Imagine turning your tax-free savings account into a staggering $500,000. That’s exactly what Doug, a 69-year-old retiree from the West Coast, has achieved—not through luck, but by leveraging a unique, instinct-driven momentum strategy. But here’s where it gets controversial: Doug’s approach, while wildly successful for him, relies heavily on intuition rather than traditional financial analysis. Could this be a recipe for disaster, or is there something we can all learn from his bold method? Let’s dive in.

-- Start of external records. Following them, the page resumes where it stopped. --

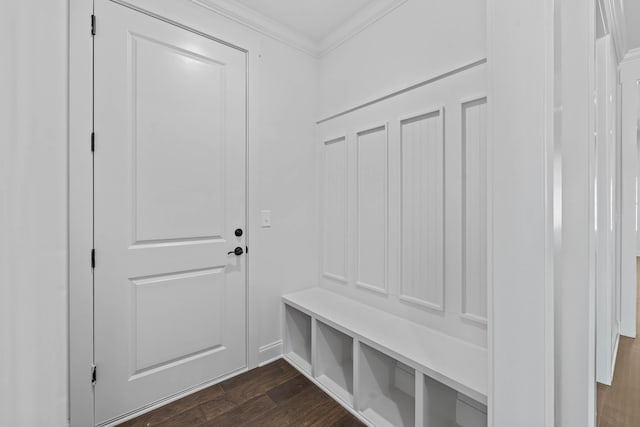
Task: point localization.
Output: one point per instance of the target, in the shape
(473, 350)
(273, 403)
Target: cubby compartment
(439, 404)
(386, 389)
(470, 413)
(334, 361)
(298, 338)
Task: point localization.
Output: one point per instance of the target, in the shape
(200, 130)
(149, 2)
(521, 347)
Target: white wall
(33, 203)
(33, 209)
(418, 40)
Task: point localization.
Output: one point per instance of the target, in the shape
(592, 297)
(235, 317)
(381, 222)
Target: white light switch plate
(265, 219)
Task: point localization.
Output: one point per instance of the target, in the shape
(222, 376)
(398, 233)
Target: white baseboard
(330, 392)
(269, 353)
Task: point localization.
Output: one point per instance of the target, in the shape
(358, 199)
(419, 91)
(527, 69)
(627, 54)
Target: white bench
(403, 374)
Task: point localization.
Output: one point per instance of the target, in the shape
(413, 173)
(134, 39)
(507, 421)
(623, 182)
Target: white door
(169, 194)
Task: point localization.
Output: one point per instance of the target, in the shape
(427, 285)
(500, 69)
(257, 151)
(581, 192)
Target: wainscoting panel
(474, 209)
(404, 203)
(371, 209)
(422, 195)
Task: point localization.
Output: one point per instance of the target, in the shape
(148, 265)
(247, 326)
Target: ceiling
(312, 18)
(631, 11)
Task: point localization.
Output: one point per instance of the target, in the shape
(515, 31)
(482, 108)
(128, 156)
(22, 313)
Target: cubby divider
(334, 356)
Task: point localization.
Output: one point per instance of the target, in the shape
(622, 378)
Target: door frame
(80, 208)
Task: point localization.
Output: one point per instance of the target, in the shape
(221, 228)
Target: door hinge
(93, 374)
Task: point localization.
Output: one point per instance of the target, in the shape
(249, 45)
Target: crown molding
(631, 55)
(612, 11)
(261, 24)
(357, 23)
(257, 21)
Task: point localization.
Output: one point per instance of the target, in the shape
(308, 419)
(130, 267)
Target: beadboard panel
(371, 209)
(422, 195)
(474, 209)
(335, 228)
(404, 203)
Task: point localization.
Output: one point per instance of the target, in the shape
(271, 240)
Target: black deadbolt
(237, 251)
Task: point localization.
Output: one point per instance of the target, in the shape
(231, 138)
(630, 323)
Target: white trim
(317, 48)
(522, 153)
(614, 17)
(322, 171)
(437, 110)
(614, 357)
(270, 353)
(260, 23)
(474, 318)
(80, 214)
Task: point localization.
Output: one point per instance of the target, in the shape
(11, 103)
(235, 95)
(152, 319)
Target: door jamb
(80, 220)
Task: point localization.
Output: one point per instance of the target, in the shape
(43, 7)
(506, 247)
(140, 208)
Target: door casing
(80, 205)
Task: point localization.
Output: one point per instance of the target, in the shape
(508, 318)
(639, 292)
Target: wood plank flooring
(619, 404)
(273, 395)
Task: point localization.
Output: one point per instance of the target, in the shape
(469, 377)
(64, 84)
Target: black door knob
(237, 251)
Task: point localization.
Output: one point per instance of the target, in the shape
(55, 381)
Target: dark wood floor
(273, 395)
(619, 404)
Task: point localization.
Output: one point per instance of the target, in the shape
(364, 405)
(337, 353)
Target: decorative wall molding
(632, 55)
(400, 91)
(422, 208)
(372, 220)
(317, 48)
(367, 17)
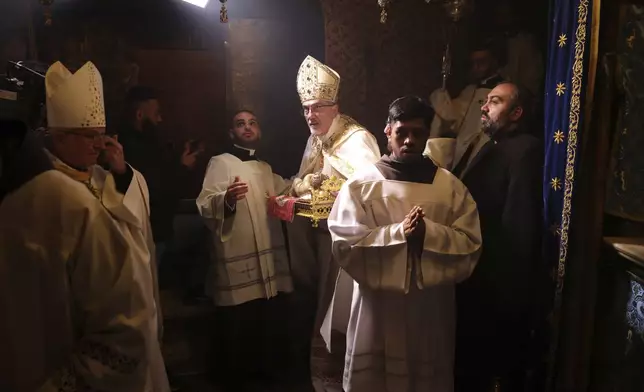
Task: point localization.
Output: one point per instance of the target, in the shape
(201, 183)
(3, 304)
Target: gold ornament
(383, 10)
(223, 12)
(321, 202)
(47, 11)
(317, 81)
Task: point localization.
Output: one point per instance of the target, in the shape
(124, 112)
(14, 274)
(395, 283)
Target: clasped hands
(235, 192)
(309, 182)
(414, 226)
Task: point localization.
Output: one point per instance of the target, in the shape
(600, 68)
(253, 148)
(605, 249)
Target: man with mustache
(249, 274)
(406, 231)
(338, 146)
(166, 173)
(502, 302)
(91, 320)
(460, 115)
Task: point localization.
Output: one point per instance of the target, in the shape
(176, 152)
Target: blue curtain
(567, 60)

Doug’s journey began in the 1980s when he graduated from law school and ventured into the financial sector, primarily working at Bay Street brokerage houses. He also completed the Canadian Securities Course, a credential essential for analyzing securities and recommending investments. This background not only honed his financial acumen but also gifted him a significant windfall when the brokerage he was a shareholder in was acquired—a move he describes as ‘a very good investment.’
By his mid-40s, Doug had semi-retired, dedicating his days to managing a portfolio now valued in the ‘high seven figures,’ or even ‘low eight figures’ when including family assets. And this is the part most people miss: his portfolio is 100% allocated to stocks, a bold move that raises eyebrows but has clearly paid off for him. He holds about 30 stocks in registered retirement savings plans and another 30 in non-registered accounts, focusing on established companies like Royal Bank of Canada, Enbridge Inc., and Exchange Income Corp.
But Doug’s TFSA—opened in 2009 and maxed out annually—is where his momentum strategy truly shines. Here, he adopts a more speculative approach, targeting stocks in uptrends. ‘I like to ride companies that are doing well,’ he explains, often choosing rapidly growing businesses while avoiding cyclical stocks. His watchlist on Yahoo Finance includes over 50 stocks, and he’s quick to cut ties with underperformers. ‘Sometimes I sell too fast and miss out on a big upswing,’ he admits, ‘but overall, it keeps my portfolio out of trouble.’
Doug’s early career exposed him to the volatility of the markets, including the 1987 crash when the Dow Jones plummeted 22%. ‘I’ve survived several crashes since,’ he reflects. ‘They’re sobering but also great lessons.’ This experience has shaped his disciplined yet instinctual approach, which he acknowledges isn’t ‘very scientific.’
Take, for instance, his TFSA trades. Doug bought shares in Lightspeed Commerce Inc. between 2019 and 2021 at an average cost of $56, selling them in September 2021 at $151. Similarly, he purchased Nuvei Corp. in December 2020 at $73 and sold at $163.50 in September 2021. Even his investment in Kits Eyewear Ltd., an online retailer of eyewear, saw a solid return from $9.50 to over $16.50.
Currently, his TFSA holds positions like Brookfield Corp., with an unrealized gain of $45,250, and Shopify Inc., a company he’s holding onto despite recent momentum loss. ‘I still think it’s a great company,’ he says, ‘and I’m willing to be patient.’ Kraken Robotics Inc., another holding, has an unrealized gain of $45,630, benefiting from the federal government’s focus on defense.
But here’s the controversial part: Ross McShane, an advice-only financial planner, suggests Doug’s reliance on instinct could be risky. While Doug’s background and research give him an edge, McShane advises focusing more on fundamentals. ‘The key is to remain disciplined,’ he notes. Additionally, while Doug’s 100% equity allocation works for him due to sufficient cash flow, it’s not a one-size-fits-all strategy. And let’s not forget the TFSA’s limitation: capital losses can’t be used, unlike in non-registered accounts.
So, is Doug’s momentum approach genius or gamble? His success is undeniable, but it raises questions about the role of intuition in investing. What do you think? Is instinct a valid tool, or should investors stick strictly to fundamentals? Share your thoughts in the comments—let’s spark a debate!